With any proposed change to models which currently work effectively for many NFPs, it is important that these are improved where necessary rather than simply removed. As with for profit organisations it is essential that there are a range of regulatory options available for NFPs to operate within that match their particular needs as well as addressing appropriately their specific reporting and regulatory obligations. This would continue to allow the effective operation of the range of organisations currently within the sector including recognising their differing levels of public and private interests.
Due to the continuing trend and requirement for many NFPs to operate throughout Australia, in broad terms we support the streamlining of regulation for the sector along the lines of a national regulatory structure. This includes the goals set out in the Scoping Study, with the following key issues to be addressed;
- Size should not be the primary criteria used to determine the level of reporting obligations that would apply; rather this should be based on the public versus private interests of NFPs.
- The new structures should seek to enhance the development and funding of NFPs including allowing for new forms of social enterprises and quasi equity arrangements.
- Tax concessions should not be the primary guide for determining the level of regulation and reporting obligations for NFPs; the sector's responsibilities to the public should be seen in a much broader context.
- Thus the Australian Taxation Office, given its primary responsibility as a collector of tax revenue, would be an inappropriate body as the national NFP regulator.
- Regulatory requirements should be minimal for NFPs with little or no government funding or with limited public interest operating primarily for their "members".
- A critical matter to address for NFPs with public reporting obligations is to ensure the existence of a 'report once, use often" model. This is not the position at present.
- Much of the present accounting standards framework was developed to ensure good governance, transparency and public accountability for entities whose primary goal was profit. As the goals of NFPs are in stark contrast, applying the present framework is often ineffective, costly and inappropriate for many NFPs.
- In any new regulatory structure it is critical that a financial reporting framework is developed that addresses the specific needs of the sector.
- Many NFPs currently operate within structures that involve both their "private/members" interests and activities that include the receipt of public funds for which they have public accountability. Any new structures and reporting obligations need to allow for this differing level of public accountability within organisations.

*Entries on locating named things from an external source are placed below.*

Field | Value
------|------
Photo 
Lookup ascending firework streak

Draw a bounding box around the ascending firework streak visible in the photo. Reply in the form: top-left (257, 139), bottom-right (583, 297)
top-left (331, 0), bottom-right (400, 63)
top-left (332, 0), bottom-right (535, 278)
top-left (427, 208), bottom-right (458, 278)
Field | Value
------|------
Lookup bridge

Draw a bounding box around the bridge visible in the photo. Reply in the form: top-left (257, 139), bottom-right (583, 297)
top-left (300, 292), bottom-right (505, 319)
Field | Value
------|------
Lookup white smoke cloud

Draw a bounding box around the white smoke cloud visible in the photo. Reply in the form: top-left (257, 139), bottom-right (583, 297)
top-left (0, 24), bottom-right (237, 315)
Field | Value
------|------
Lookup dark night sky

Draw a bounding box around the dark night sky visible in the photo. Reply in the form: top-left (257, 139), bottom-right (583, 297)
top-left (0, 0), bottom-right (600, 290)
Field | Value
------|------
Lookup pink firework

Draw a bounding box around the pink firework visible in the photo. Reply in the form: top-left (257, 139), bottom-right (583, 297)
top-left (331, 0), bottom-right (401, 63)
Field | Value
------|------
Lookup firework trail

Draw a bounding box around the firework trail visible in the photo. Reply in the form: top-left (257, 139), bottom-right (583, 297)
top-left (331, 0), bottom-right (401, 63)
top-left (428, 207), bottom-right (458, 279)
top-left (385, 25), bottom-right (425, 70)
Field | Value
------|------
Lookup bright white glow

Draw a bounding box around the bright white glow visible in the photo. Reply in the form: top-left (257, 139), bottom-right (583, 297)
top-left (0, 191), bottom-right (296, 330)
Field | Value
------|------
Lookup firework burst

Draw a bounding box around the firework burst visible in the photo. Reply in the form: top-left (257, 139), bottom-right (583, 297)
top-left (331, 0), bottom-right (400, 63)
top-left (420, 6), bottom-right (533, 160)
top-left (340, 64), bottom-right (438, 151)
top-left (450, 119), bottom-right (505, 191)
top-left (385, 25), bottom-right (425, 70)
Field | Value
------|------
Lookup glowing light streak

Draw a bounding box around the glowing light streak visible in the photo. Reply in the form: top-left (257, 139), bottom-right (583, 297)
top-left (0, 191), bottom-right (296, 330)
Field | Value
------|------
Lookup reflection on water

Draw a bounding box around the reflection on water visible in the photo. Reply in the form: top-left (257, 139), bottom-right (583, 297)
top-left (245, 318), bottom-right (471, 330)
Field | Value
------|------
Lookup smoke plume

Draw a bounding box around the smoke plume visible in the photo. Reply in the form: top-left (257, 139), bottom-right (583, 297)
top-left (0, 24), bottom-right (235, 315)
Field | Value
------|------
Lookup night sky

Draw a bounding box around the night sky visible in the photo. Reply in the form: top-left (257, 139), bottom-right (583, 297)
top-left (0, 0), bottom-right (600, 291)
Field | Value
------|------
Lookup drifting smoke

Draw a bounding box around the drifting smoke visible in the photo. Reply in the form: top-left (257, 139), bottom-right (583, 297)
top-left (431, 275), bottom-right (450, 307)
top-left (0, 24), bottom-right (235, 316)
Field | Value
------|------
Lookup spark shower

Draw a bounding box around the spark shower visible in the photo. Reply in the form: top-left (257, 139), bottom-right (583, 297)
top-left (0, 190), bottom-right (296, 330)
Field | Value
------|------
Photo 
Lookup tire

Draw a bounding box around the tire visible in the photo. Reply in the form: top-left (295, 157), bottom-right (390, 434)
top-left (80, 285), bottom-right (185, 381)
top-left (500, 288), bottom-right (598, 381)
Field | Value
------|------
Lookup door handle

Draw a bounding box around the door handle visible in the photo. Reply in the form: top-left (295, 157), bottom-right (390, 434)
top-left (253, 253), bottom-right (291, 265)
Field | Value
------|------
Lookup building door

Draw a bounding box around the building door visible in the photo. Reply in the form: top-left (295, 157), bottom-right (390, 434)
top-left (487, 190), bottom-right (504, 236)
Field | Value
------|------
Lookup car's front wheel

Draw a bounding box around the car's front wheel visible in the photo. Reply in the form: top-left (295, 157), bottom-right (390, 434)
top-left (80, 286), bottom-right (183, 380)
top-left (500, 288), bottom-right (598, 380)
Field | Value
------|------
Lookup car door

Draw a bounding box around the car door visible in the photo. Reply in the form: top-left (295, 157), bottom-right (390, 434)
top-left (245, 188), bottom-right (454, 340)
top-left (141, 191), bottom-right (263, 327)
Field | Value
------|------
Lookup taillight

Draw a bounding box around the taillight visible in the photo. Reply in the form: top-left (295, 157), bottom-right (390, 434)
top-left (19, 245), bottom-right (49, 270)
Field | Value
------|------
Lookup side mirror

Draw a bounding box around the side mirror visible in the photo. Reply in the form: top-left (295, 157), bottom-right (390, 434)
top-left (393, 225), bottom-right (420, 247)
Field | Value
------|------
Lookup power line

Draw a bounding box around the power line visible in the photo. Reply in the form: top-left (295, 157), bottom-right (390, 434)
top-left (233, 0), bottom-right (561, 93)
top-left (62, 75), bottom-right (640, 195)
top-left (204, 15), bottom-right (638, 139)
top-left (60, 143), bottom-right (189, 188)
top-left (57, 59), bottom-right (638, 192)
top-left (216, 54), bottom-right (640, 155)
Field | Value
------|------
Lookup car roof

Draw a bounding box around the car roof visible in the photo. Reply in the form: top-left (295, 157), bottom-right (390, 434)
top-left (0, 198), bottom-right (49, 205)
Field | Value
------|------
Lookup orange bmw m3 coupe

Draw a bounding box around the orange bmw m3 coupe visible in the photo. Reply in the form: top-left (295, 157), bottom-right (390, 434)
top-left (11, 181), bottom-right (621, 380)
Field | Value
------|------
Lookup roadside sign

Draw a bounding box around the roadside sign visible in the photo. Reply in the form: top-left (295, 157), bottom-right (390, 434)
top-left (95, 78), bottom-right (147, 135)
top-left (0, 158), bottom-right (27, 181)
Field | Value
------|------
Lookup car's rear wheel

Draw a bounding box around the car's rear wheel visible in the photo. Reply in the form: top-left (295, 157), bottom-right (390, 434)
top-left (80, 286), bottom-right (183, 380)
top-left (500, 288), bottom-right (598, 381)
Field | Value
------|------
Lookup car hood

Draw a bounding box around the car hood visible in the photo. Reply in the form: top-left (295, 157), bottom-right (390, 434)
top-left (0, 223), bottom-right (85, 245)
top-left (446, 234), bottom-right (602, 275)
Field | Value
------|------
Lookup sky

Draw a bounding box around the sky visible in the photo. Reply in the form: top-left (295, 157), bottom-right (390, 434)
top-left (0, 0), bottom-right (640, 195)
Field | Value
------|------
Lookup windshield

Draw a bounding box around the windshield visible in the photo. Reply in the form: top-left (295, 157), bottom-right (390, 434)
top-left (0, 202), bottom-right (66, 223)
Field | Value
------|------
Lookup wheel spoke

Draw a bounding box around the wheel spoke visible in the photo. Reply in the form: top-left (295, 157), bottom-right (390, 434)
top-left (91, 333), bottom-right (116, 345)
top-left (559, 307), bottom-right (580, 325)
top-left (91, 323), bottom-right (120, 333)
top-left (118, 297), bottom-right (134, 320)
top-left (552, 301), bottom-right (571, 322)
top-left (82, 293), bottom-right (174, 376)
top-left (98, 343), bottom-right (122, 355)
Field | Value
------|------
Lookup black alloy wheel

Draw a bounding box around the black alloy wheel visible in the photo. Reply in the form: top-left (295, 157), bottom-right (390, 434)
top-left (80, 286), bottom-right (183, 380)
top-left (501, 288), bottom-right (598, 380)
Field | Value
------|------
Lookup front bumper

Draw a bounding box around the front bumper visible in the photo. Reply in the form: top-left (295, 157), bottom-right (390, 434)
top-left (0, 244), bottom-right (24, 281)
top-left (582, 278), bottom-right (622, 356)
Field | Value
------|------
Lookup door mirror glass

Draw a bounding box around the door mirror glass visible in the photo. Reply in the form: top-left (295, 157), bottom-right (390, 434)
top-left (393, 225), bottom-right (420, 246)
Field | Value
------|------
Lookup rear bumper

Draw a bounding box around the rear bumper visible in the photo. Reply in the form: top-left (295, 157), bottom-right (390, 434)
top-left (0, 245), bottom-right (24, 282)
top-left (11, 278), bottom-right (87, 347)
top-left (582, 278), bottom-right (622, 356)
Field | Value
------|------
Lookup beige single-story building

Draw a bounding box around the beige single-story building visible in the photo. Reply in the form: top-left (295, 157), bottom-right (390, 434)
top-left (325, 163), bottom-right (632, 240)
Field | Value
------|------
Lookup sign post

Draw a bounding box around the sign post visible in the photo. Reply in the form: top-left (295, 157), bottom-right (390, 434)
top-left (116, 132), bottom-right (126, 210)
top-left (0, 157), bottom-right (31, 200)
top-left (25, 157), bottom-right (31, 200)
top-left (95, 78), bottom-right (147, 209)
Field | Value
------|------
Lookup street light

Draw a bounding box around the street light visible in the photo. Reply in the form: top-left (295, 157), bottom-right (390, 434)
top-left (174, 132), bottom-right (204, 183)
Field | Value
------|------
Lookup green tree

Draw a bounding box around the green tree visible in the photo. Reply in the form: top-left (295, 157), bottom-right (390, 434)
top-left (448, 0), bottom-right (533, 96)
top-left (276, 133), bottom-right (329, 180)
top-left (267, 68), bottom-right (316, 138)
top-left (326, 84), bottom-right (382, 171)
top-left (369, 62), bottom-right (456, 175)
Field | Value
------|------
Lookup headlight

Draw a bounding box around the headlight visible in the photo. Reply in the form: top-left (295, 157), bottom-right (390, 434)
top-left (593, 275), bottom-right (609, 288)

In our view, given the national perspective that now exists for many NFPs, the gains for the sector from streamlining the current arrangements and implementing a national not-for-profit regulatory structure are substantial.

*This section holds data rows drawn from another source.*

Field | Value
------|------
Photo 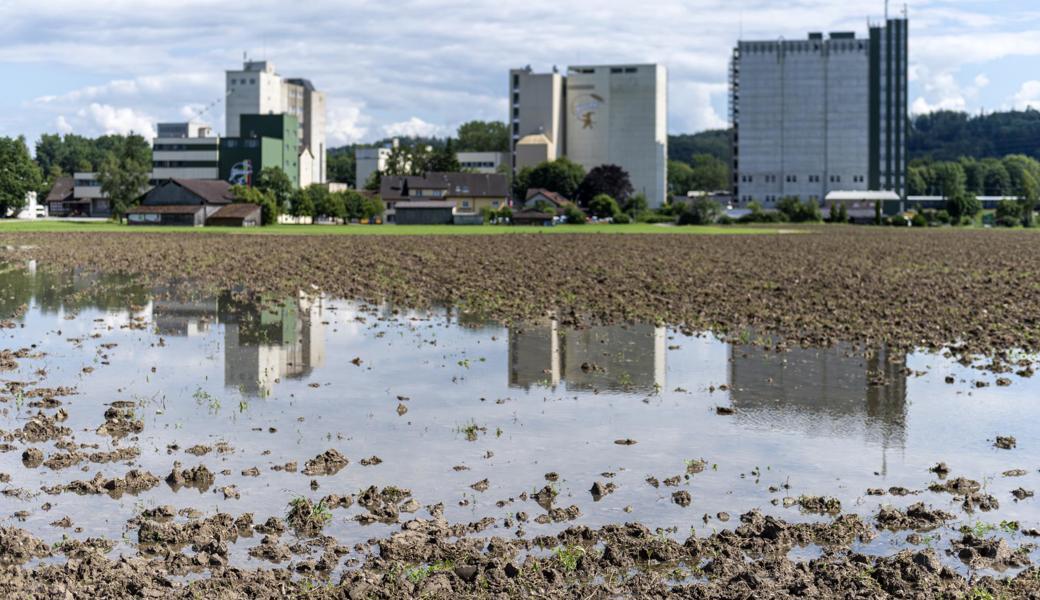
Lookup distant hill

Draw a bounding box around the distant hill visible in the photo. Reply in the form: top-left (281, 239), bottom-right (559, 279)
top-left (907, 110), bottom-right (1040, 160)
top-left (668, 129), bottom-right (732, 164)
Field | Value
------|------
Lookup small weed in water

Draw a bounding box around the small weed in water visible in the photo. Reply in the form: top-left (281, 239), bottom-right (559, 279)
top-left (552, 546), bottom-right (584, 573)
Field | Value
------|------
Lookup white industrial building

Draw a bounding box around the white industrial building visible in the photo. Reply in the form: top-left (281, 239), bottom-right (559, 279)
top-left (510, 64), bottom-right (668, 208)
top-left (152, 123), bottom-right (220, 181)
top-left (730, 19), bottom-right (907, 208)
top-left (225, 60), bottom-right (328, 183)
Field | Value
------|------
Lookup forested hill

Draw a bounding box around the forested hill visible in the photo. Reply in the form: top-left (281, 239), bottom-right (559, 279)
top-left (907, 110), bottom-right (1040, 160)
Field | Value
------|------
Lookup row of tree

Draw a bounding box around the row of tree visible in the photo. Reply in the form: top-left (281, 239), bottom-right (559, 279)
top-left (328, 121), bottom-right (510, 189)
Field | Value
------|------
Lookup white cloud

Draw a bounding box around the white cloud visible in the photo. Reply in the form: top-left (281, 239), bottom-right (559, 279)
top-left (326, 102), bottom-right (369, 148)
top-left (383, 116), bottom-right (452, 137)
top-left (78, 102), bottom-right (155, 140)
top-left (1011, 79), bottom-right (1040, 110)
top-left (54, 114), bottom-right (72, 135)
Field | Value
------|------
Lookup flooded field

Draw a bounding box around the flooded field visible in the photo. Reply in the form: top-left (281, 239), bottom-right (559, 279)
top-left (0, 263), bottom-right (1040, 596)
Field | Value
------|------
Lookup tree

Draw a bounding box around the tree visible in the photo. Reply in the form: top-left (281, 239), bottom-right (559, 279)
top-left (426, 139), bottom-right (462, 173)
top-left (98, 136), bottom-right (152, 219)
top-left (678, 199), bottom-right (722, 225)
top-left (576, 164), bottom-right (632, 206)
top-left (621, 191), bottom-right (650, 217)
top-left (690, 154), bottom-right (730, 191)
top-left (231, 185), bottom-right (280, 225)
top-left (589, 193), bottom-right (621, 218)
top-left (668, 160), bottom-right (694, 195)
top-left (564, 204), bottom-right (589, 225)
top-left (0, 137), bottom-right (43, 216)
top-left (253, 166), bottom-right (293, 212)
top-left (458, 121), bottom-right (510, 152)
top-left (307, 185), bottom-right (346, 218)
top-left (513, 158), bottom-right (586, 202)
top-left (289, 189), bottom-right (314, 216)
top-left (326, 147), bottom-right (357, 187)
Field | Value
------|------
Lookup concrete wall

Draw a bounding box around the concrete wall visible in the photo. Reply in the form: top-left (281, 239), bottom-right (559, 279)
top-left (566, 64), bottom-right (668, 208)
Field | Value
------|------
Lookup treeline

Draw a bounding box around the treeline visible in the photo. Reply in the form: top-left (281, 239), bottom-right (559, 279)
top-left (327, 121), bottom-right (510, 188)
top-left (907, 109), bottom-right (1040, 160)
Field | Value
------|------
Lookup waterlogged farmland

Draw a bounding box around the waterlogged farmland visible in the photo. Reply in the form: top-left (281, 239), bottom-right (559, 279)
top-left (0, 254), bottom-right (1040, 597)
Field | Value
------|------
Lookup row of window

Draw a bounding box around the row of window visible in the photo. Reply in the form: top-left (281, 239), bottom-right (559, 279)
top-left (152, 144), bottom-right (219, 152)
top-left (740, 175), bottom-right (866, 183)
top-left (152, 160), bottom-right (216, 168)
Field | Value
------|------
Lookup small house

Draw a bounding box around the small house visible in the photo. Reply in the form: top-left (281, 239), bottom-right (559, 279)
top-left (127, 179), bottom-right (235, 227)
top-left (206, 203), bottom-right (262, 227)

While this will come at some cost, as the vast majority of NFPs operate with very limited resources and provide valuable services to the community at a very low cost and often with much voluntary labour, it is critical that these NFPs do not bear this cost. If the new model ensures that the regulatory and reporting burden for NFPs is no greater than at present it should be possible to find a mechanism that balances the funding needs of the Federal Government and savings from the current structures with a minimal direct contribution from the sector.
Any funding arrangement for the new regulator also needs to recognise the growing importance of the sector and the added value to the community through direct action and from philanthropic support. Thus in seeking to implement a national structure it is important that the Federal Government demonstrates the financial costs and benefits for the sector from any such changes, including as an enabler of improved funding models. This is yet to occur and is a critical outcome of this Scoping Study prior to any clear proposals being outlined.